Oil set new record prices every day last week, in both London and New York. It has settled back a little today, but most analysts see it continuing to rally. Commentators have pointed to the resumption of nuclear processing in Iran and the consequent sabre rattling as a key driver of the price
While tensions over Iran are an obvious threat to a tight market for crude oil (their production represents about 5% of the world’s output) there is a lot more going on besides. A graph published by the IEA tells a story all of its own. As we can see, demand is represented as exceeding supply.
There is an argument going on at econbrowser (when is there not, one wonders) about whether it makes sense to talk about demand exceeding supply. If we assume that living standards are to be kept as they are at present (Thgat is to say, no restrictions on fuel use by imposition) then it is perfectly possible to talk about demand, or need, being in excess of supply.
It’s a bit like saying that in the desert your demand for water exceeds the supply. In both cases demand must be brought to meet supply: In the desert you will eventually die of thirst and supply will actually exceed demand; in the oil market economies will atrophy until an equilibria is met, at a certain price.
But the oil market is very prone to sudden increases in price. While it might seem reasonable to assume that the orderly rise of prices will slowly whittle away demand until they match, all the evidence suggests that we are much more likely to experience periodic crises that result in very large increases in price.
The current run up in price, I believe, heralds the arrival of peak oil. Known rates of depletion, expected decline and the details of future projects all tend to suggest that we may never produce more oil than we do this year.

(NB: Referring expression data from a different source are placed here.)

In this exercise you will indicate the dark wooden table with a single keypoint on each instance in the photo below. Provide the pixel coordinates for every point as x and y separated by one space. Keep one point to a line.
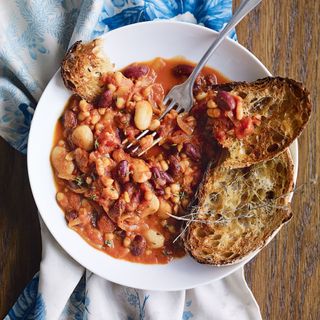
285 276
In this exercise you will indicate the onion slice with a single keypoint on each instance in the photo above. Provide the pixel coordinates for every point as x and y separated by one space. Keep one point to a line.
183 125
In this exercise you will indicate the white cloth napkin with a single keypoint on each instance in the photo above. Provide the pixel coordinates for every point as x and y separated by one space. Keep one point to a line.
33 38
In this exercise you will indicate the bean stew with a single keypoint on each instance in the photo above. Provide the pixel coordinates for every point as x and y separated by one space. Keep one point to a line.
125 205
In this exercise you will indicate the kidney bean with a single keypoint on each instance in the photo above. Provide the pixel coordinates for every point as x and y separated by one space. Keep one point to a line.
192 151
121 233
182 70
225 101
167 177
105 99
174 166
211 79
94 219
69 140
135 71
161 178
123 171
69 119
71 215
138 245
159 192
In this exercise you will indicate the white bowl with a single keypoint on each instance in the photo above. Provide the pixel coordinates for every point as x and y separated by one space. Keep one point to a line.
137 42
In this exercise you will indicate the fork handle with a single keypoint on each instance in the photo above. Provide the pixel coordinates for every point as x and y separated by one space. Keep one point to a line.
245 7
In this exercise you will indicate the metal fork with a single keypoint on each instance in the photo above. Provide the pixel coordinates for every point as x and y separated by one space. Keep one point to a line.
181 96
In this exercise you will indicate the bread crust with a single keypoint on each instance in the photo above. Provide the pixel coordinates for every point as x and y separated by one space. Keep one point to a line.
83 67
284 107
227 243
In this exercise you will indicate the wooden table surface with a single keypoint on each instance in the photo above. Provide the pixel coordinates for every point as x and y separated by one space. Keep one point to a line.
285 276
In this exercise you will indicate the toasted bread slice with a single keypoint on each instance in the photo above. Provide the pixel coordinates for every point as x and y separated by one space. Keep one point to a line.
83 67
239 209
284 107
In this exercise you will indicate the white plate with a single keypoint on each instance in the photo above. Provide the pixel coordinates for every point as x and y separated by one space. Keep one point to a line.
138 42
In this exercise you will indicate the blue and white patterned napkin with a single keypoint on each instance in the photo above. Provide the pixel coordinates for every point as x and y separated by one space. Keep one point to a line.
33 38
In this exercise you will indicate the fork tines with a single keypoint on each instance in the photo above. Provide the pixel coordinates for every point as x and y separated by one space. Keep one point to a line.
136 149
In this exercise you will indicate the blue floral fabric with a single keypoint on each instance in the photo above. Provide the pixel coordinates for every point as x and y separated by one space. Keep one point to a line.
33 38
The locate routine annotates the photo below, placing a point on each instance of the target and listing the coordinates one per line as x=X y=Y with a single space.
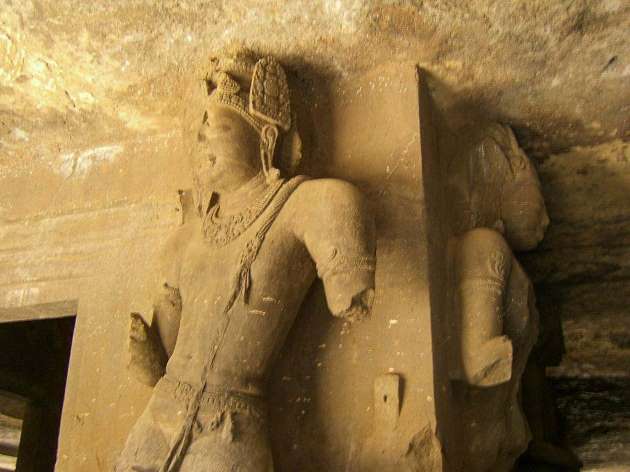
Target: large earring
x=268 y=139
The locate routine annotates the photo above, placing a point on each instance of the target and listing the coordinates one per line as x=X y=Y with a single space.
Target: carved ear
x=269 y=93
x=268 y=139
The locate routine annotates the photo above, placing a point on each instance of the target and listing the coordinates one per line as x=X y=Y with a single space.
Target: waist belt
x=215 y=398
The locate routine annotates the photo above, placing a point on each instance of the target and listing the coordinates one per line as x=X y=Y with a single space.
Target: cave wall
x=583 y=282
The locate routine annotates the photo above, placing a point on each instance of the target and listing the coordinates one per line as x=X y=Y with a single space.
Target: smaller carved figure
x=496 y=190
x=499 y=326
x=496 y=186
x=234 y=276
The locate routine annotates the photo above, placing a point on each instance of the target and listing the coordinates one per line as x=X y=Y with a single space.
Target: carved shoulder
x=483 y=252
x=170 y=256
x=322 y=203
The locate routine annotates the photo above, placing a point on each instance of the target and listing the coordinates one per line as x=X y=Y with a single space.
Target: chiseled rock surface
x=582 y=275
x=76 y=73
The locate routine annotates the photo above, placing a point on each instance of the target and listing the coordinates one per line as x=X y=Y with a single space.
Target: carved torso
x=248 y=337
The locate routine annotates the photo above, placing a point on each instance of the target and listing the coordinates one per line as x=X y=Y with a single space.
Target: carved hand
x=360 y=307
x=147 y=358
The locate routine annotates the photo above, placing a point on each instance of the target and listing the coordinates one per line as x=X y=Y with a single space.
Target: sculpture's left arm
x=340 y=236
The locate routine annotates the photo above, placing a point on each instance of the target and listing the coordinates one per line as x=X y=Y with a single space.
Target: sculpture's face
x=524 y=213
x=227 y=150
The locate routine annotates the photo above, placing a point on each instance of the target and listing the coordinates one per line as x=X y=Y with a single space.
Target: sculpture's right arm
x=150 y=346
x=483 y=263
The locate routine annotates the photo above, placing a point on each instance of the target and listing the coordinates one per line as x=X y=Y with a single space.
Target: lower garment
x=229 y=433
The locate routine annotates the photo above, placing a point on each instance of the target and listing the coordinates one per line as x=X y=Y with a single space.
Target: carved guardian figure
x=234 y=277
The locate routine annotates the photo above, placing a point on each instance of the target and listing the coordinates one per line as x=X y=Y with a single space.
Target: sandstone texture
x=76 y=74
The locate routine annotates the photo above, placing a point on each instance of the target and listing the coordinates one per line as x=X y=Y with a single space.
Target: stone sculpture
x=499 y=326
x=499 y=207
x=234 y=278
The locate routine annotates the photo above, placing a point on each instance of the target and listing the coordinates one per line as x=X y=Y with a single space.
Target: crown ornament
x=267 y=102
x=258 y=89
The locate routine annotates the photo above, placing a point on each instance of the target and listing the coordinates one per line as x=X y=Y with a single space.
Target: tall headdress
x=258 y=90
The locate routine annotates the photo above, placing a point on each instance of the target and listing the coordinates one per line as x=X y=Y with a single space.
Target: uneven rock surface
x=76 y=74
x=582 y=276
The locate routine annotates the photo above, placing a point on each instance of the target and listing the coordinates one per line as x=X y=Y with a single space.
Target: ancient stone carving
x=496 y=185
x=235 y=276
x=499 y=326
x=499 y=207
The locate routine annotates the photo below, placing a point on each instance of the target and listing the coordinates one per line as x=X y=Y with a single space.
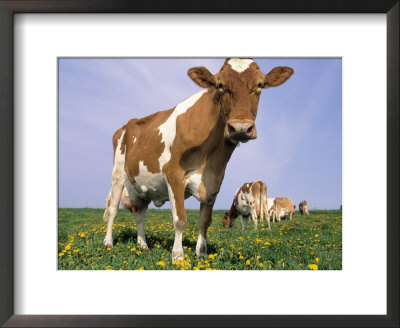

This will be doubly true if we experience serious political disturbances in one of the large exporters. The risks continue multiplying; Iraq, Iran, Saudi Arabia, Nigeria, the Caspian Basin. All teeter precariously close to chaos.
Here in New Zealand the Ministry of Economic Development released a report today about how to conserve oil in a hurry. It followed on from a report issued by the IEA to member countries on the same subject last year. They were quick to point out that the recommendations were contingency plans and that they didn’t in fact see any looming crises. That’s like acknowledging there’s an elephant in the living room, but denying that he is about to wreck up the place!
In any case, when the public hear the words ‘petrol rationing’ and ‘carless days’ on the radio before breakfast it seems likely that many would think the possibility not at all comforting.
So while we are experiencing demand that is not in fact being met by supply, it will likely be a non-linear, politically precipitated incident that pushes the market to begin demand destruction in earnest.
I think there is a real risk in this for those of us that have and will continue to publicise the concepts behind peak oil.
In the midst of an oil crisis the factors that are going to concern people are not going to be geological realities. People and governments are going to be fixated on what they can do to restore oil supplies. An insistence that we need to face up to oil depletion is not going to go down well. Don’t preach to the addict who's short of his fix. No one will thank you for pointing out that oil was going to run out whatever we do.
And, moreover, we may in fact find that oil depletion follows a path of periodic economic crises punctuated by mild recoveries. It is during these recoveries that the peak oil community will need to steel its resolve.
Peak oil will be the most important point in the long run down the back slope of Hubbert's curve, but we need to be prepared for a bumpy ride, in every sense. An understanding of oil depletion is vital for individuals and groups wishing to navigate the future, but don’t be surprised if the message is lost in the noise.